Grape and fig leaf spoon sweets

In late October I spent a week on the island of Andros, back in the same beautiful place I was in in June, charming Melisses. And can I say, late October was, unexpectedly, perhaps even more beautiful than in June? It was warm and sunny, punctuated by a few intensely windy days, but perfectly warm actually to be in summer attire on the beach (the girls thought the water was great too, though it was definitely chillier than it was in June).

We were there for a photoshoot — this time someone else photographing, the sweet, talented Taryn from Quartier Collective, and this time it was my girls getting photographed, dressed up in the cutest Tea Collection threads (of which I will share more once the Spring/Summer 2020 collection is announced!). It was an incredible week together of five families and 11 children sharing, bonding, making memories and lifetime friends and looking utterly adorable while they were at it. We explored the town of Chora, picked olives by the sea, had picnics on deserted beaches and adopted (momentarily) every cat we found.

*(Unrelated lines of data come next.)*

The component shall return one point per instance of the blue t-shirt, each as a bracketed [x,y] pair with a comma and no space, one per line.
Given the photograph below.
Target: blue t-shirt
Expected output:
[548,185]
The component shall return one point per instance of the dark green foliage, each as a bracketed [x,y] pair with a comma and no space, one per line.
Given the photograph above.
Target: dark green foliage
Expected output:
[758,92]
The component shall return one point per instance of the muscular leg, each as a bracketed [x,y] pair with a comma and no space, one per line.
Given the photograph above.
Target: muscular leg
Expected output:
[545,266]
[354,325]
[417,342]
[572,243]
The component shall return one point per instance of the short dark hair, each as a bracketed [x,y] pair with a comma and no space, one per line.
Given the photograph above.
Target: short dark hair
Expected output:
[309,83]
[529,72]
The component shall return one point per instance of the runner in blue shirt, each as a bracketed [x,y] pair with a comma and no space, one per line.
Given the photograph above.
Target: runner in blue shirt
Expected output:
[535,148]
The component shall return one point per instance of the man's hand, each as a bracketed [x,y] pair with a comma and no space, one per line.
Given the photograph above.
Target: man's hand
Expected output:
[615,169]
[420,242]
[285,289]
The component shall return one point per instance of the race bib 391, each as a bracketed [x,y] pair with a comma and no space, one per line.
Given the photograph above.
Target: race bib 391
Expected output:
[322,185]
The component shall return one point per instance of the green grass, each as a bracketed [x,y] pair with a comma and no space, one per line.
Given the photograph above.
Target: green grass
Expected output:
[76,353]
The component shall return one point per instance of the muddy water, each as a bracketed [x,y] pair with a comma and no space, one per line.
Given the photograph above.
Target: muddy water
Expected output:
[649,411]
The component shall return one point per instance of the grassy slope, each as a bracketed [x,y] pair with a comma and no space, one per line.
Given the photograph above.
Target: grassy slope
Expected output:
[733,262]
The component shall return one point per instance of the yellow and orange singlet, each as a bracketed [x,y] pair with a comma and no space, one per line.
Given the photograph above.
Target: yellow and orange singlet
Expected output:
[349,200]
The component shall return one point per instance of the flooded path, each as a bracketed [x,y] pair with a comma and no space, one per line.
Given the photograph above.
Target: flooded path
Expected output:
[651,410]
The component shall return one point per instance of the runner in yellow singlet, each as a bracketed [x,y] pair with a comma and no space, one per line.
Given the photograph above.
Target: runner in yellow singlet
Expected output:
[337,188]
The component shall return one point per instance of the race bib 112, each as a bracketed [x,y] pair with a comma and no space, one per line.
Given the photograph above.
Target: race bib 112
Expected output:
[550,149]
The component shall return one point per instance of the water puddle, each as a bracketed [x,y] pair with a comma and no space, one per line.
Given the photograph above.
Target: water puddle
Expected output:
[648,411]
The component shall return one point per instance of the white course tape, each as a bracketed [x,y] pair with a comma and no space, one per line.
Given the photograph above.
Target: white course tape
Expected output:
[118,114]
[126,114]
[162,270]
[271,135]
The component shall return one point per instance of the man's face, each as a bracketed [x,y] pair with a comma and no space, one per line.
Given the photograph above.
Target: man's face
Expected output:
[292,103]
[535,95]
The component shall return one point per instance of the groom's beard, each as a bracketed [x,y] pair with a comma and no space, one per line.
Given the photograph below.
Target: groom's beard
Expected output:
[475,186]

So I could actually sit back a little, relax a little, and nosy over to the kitchen to see what Allegra, Maxi and Anna were preparing for us that day (although I couldn’t resist one day getting into the kitchen to make some of Georgina Hayden’s tahinopita – sweet tahini bread swirls – with some leftover pizza dough). Every morning, in the beautiful dining room, there was breakfast waiting for us: hard boiled eggs drizzled in olive oil and dusted with pepper, Allegra’s granola, Greek yoghurt so thick a spoon can stand up straight in it, dark tahini, and a collection of about 8 or 10 jars of spoon sweets and jams made by Anna, the housekeeper. I was immediately hooked on Anna’s grape spoon sweets: Whole white grapes cooked in a syrup perfumed with rose.

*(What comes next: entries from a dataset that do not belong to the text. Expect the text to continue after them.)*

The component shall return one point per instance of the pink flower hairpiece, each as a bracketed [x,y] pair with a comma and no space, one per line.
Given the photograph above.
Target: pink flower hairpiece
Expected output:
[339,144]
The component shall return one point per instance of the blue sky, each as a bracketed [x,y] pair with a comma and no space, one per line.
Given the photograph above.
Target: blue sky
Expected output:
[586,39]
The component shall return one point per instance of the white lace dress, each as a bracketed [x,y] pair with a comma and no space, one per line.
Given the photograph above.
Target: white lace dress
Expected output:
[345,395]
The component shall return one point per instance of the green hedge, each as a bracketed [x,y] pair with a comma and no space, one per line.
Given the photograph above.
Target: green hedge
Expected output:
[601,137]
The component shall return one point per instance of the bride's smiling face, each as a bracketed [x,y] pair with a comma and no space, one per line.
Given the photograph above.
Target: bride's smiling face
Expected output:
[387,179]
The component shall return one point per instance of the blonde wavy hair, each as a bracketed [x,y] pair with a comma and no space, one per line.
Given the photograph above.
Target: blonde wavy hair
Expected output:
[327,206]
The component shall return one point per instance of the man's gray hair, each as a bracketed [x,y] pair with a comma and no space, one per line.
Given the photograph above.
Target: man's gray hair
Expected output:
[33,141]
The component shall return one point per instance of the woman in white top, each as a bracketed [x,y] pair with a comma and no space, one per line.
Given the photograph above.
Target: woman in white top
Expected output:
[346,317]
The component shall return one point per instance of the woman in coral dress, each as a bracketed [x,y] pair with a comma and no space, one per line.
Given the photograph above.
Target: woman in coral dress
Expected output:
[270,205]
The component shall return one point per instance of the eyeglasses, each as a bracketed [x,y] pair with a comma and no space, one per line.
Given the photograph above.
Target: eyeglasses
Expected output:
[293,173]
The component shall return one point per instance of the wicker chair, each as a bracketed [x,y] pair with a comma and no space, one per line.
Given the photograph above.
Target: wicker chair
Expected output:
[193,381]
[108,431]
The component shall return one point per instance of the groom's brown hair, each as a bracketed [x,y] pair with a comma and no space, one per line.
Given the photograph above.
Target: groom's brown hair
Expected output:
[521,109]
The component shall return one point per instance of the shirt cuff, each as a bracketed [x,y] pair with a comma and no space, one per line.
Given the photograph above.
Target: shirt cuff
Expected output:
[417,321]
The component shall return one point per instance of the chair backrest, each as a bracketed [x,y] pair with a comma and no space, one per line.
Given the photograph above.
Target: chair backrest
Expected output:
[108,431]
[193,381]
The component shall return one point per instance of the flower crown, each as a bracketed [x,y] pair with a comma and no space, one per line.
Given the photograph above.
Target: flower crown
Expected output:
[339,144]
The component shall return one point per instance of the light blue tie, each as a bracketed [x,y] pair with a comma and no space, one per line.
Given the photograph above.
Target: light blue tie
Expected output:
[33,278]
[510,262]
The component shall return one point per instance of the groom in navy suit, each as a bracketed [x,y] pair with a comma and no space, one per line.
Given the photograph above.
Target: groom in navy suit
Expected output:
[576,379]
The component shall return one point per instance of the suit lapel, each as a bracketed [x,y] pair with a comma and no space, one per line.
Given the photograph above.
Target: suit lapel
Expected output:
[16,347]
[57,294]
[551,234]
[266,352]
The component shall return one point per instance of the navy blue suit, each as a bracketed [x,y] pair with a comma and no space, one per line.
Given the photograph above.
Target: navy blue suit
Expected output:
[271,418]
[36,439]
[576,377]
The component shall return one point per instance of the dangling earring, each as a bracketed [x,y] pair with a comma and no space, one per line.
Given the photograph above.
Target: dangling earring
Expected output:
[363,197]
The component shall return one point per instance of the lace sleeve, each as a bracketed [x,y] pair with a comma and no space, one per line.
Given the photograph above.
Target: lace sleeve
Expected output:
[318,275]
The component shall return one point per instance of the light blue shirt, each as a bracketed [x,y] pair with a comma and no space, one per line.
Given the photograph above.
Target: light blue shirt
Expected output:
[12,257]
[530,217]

After a few mime-like “discussions” and me peering over Anna’s shoulder as she made another batch, I felt like I could manage to make it at home: the rose scent comes from a few sprigs of rose geranium leaves picked out of the garden (heavenly!) and Anna doesn’t use too much sugar. The leaves give the syrup a unique floral character, very similar to roses but not quite. I suppose you could use a splash of rose water in its place but I wonder if it would almost be overpowering. As I don’t have any rose geranium at home I thought I could replicate something similar by using fig leaves, which also lend a delicious, floral note to syrup. The result is so good that even once the grapes have been picked out of it, I’m still conserving the perfumed syrup to drizzle over yogurt and fruit.

I read many recipes that said to cover the grapes with sugar overnight and then bring them to a simmer the next day, so I have done it that way, even though Anna cooked them right away.

Grape spoon sweets with fig leaf

  • 1 kilogram of white grapes
  • 600 grams of sugar
  • 2-3 fig leaves
  • 1 lemon

Rinse the grapes and pull off the stems. Place them, still dripping, in a wide saucepan and cover with the sugar. Leave overnight (or for a few hours). Place over low heat, squeeze over the lemon juice and gently bring to a simmer. Once the sugar is dissolved, add the fig leaves (try to bury them under the grapes so they are submersed in liquid) and continue to simmer uncovered the grapes begin to look translucent and the syrup has set, about 1 hour. Keep a little saucer in the freezer to test (as you would a jam) if the syrup is set or not. A blob of hot syrup on the cold saucer should, after a moment, wrinkle a little when you poke it with a finger. You may need to tilt the plate to see it in the right light.

Pour the hot spoon sweets into sterilised jars, pop the lids on and then boil the filled, sealed jars in a pot of water for 10 minutes. Let cool, then store in a cool dry place. Once opened, store in the refrigerator.

This is absolutely delicious with yogurt as a dessert or breakfast. I think even with a plain sponge cake and some whipped mascarpone or ricotta it would be pretty special.